Posts Tagged: tech

Alfred workflow – gist

I share code snippets all the time with both coworkers and students in my classes. The main Gist page on Github makes it easy, but there’s no substitute for the raw speed of this Alfred extension. I just copy the code block in question, type my Alfred shortcut, and a moment later a link to the Gist is copied to my clipboard. Very useful.

Far beyond ‘Snow Fall’

Craig Mod:

When we explore new ground (or re-explore old ground, forgotten ground) in new mediums, we often find it necessary to swing the design and interaction pendulum to the baroque side of the scale. We do this to see what “too much” feels like in order to understand the edges of “enough.” We saw this happen with iPad “magazines.” We saw this happen with “Snow Fall.” “Snow Fall” was less about what felt natural in a web browser or what was best for the story, and more about what was maximally possible in a web browser. The experiment just happened to be attached to an article.

Great storytelling is not about maximizing technical possibility.

Spot on.

A cure for Hacker News overload

Engineer Jeff Miller put together a simple but well thought out Python bot that tweets Hacker News stories:

Here’s a robust cure for Hacker News overload: use score thresholds. This solves the problem of too many stories by cutting out low-scoring noise while still leaving behind those links interesting enough to have been upvoted by the HN community.

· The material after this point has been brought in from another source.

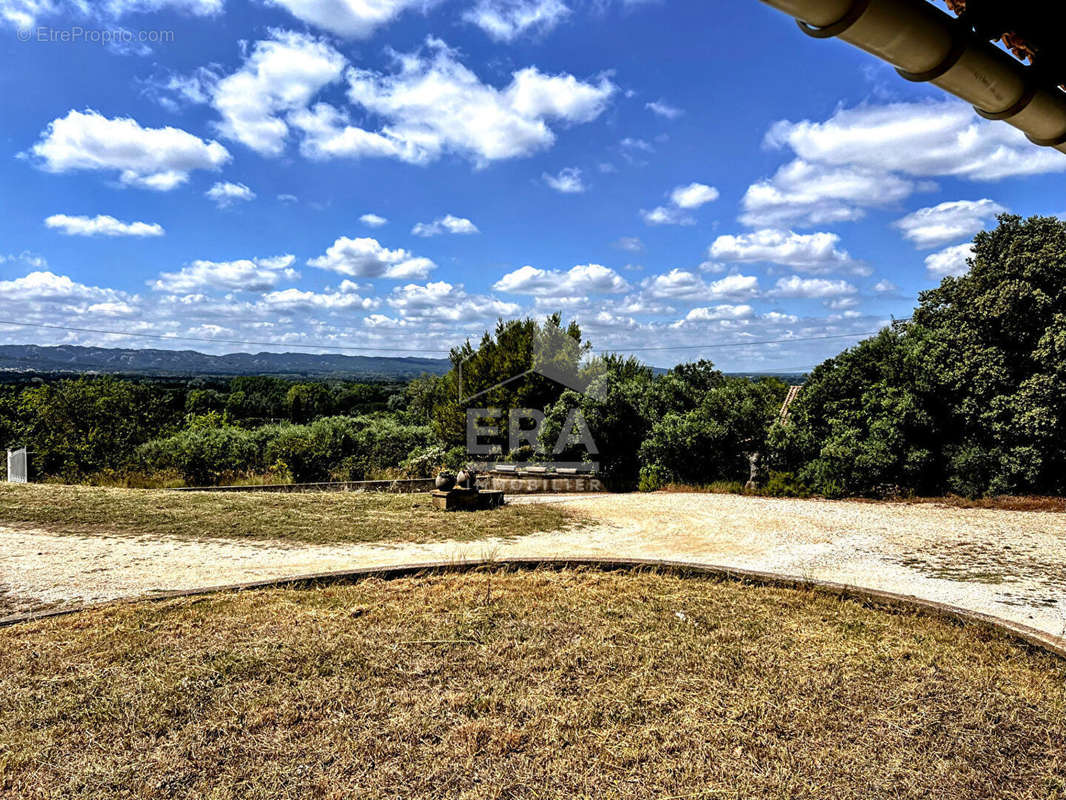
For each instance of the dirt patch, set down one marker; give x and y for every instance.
(1008, 564)
(523, 685)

I’ve created a handful of Twitter and RSS feeds that apply score thresholds to Hacker News. Stories enter the feeds in near real-time as soon as they reach X points on the main HN site.

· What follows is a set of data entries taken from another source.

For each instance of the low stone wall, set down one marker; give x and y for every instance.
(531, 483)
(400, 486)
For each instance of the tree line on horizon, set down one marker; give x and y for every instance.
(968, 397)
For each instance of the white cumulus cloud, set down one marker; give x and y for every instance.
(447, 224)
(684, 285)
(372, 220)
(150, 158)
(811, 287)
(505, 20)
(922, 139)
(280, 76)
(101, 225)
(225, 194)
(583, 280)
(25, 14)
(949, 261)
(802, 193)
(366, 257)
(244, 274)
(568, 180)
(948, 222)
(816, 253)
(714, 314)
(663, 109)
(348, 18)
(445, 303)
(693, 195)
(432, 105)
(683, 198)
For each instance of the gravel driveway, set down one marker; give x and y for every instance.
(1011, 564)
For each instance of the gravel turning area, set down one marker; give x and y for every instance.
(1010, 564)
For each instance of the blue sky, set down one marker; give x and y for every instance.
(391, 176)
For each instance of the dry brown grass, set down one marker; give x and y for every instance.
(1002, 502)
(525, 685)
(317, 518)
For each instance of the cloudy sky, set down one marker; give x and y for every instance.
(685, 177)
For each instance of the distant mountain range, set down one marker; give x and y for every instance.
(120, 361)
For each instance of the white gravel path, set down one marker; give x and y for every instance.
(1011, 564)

The rise of the bespoke TV series

Vulture’s Matt Zoller Seitz writes on TV series that are breaking away from the traditional 13 to 26 episodes per season format. It’s a concept often mentioned on social media and the occasional blog post, but Seitz constructs the best argument to date. He cites influences like the BBC and Netflix, along with our changing viewing habits and mediums (e.g. TVs, computers, tablets) to help shape the “anything goes” approach that defines a lot of TV today.

The skip

Really fascinating music research by Music Machinery on how often we actually end up skipping through songs on streaming music services. The blog ran through extensive data provided by Spotify; turns out on average we skip 24% of songs in the first five seconds and skip before the song finishes almost half the time. That’s way higher than I first anticipated.

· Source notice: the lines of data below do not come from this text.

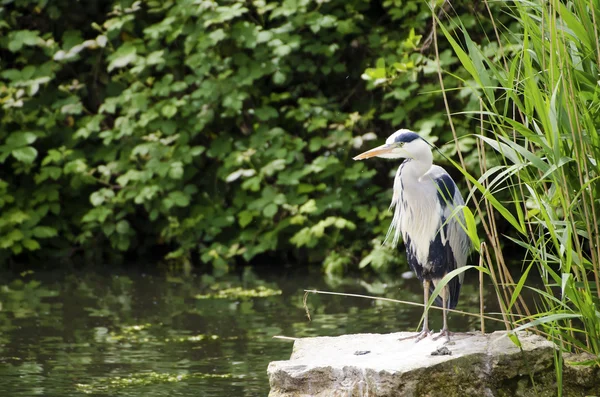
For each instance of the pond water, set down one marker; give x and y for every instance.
(164, 334)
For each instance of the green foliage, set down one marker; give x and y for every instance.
(543, 126)
(222, 129)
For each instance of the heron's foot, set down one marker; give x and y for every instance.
(444, 332)
(421, 335)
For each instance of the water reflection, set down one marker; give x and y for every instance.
(135, 334)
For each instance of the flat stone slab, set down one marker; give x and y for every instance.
(382, 365)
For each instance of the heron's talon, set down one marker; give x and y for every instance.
(444, 332)
(421, 335)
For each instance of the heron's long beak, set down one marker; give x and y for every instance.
(379, 150)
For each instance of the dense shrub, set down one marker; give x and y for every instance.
(222, 129)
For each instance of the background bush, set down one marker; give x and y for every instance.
(213, 131)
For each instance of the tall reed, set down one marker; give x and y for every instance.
(539, 150)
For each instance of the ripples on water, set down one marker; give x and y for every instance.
(134, 334)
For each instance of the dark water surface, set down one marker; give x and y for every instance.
(134, 334)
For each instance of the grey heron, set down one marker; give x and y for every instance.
(425, 198)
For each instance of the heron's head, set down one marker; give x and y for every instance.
(401, 144)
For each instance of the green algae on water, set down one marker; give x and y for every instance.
(239, 292)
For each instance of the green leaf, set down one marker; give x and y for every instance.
(30, 244)
(244, 218)
(44, 232)
(122, 227)
(179, 198)
(17, 139)
(270, 210)
(25, 154)
(124, 55)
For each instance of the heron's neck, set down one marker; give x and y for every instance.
(420, 163)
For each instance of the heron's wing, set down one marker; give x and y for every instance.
(453, 232)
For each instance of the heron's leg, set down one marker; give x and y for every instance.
(444, 331)
(426, 331)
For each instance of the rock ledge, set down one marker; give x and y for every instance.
(381, 365)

As the blog explores, it’s a big incentive why many convert to paying accounts to streaming services – not being able to skip is a large hindrance. (via MacStories)

Station to station

As much can be written about the content of this long form Pitchfork piece as its distinctive design. I’d recommend the former though over the latter; while the scroll-heavy design is often eye catching, it’s busy to a fault. Exploded bits of text that morph back to its original form is cool the first time you view it, but are increasingly annoying when you see it’s used commonly to split up sections. Radio waves fade in and out of view as you scroll, but become distracting when you’re deep into the read.

It’s still well worth your time. Writer Eric Harvey has compiled an exhaustive look at streaming media, from 1930s jukeboxes through to Spotify and beyond.

The real problem behind “Designer Duds”

Fascinating rebuttal to my linked post from designer Mills Baker yesterday, this time from Goran Peuc:

He exposed a good question and a good topic, but exposed it from the wrong angle and with the wrong starting thought, wrong premise to the whole thing.

A premise that designers had a seat at the table to begin with.

Spoiler alert: they didn’t.

GitHub cheat sheet

Tech student Tim Green put together a pretty slick set of features and shortcuts for GitHub and Git I’ve rarely seen elsewhere. Some of the command line Git tricks were my favorites; I had no idea you could style git status with the ‘-sb’ modifier or trivially jump to the previous Git branch with a wildcard symbol.

A look behind the curtain: how Netflix redesigned and rebuilt its television experience

A lot of design and development insights in this Gigaom post by Janko Roettgers. Fascinating to see the Netflix team debate image weight so heavily:

However, the team ran into a significant issue when it began to build out the final UI for consumers in the third quarter of 2013, just months before it was scheduled to launch. It discovered that lower-end Blu-ray players and streaming boxes couldn’t handle WebP decoding on the fly, or at least not as smoothly as Netflix would like them to. That’s why the team decided to still serve JPEGs to cheap consumer electronics devices by default, but send WebP images to game consoles and other more powerful machines…

…The goal was to find that sweet spot where images look great but still load quickly, and transitions are smooth — something Netflix internally calls a “recipe” for image encoding. It was a time of constant fine-tuning, a time when even something as minuscule as a 150ms delay during an image transition warranted further tweaks. “You will feel that,” insisted McCarthy.

Chasing down page weight and experimenting with multiple platforms? There’s a lot in common here with web development workflows.

The internet is fucked

The Verge’s Nilay Patel writes a compelling editorial on why the internet needs stronger government oversight in the lack of virtually zero meaningful competition among internet providers. Essential tech reading.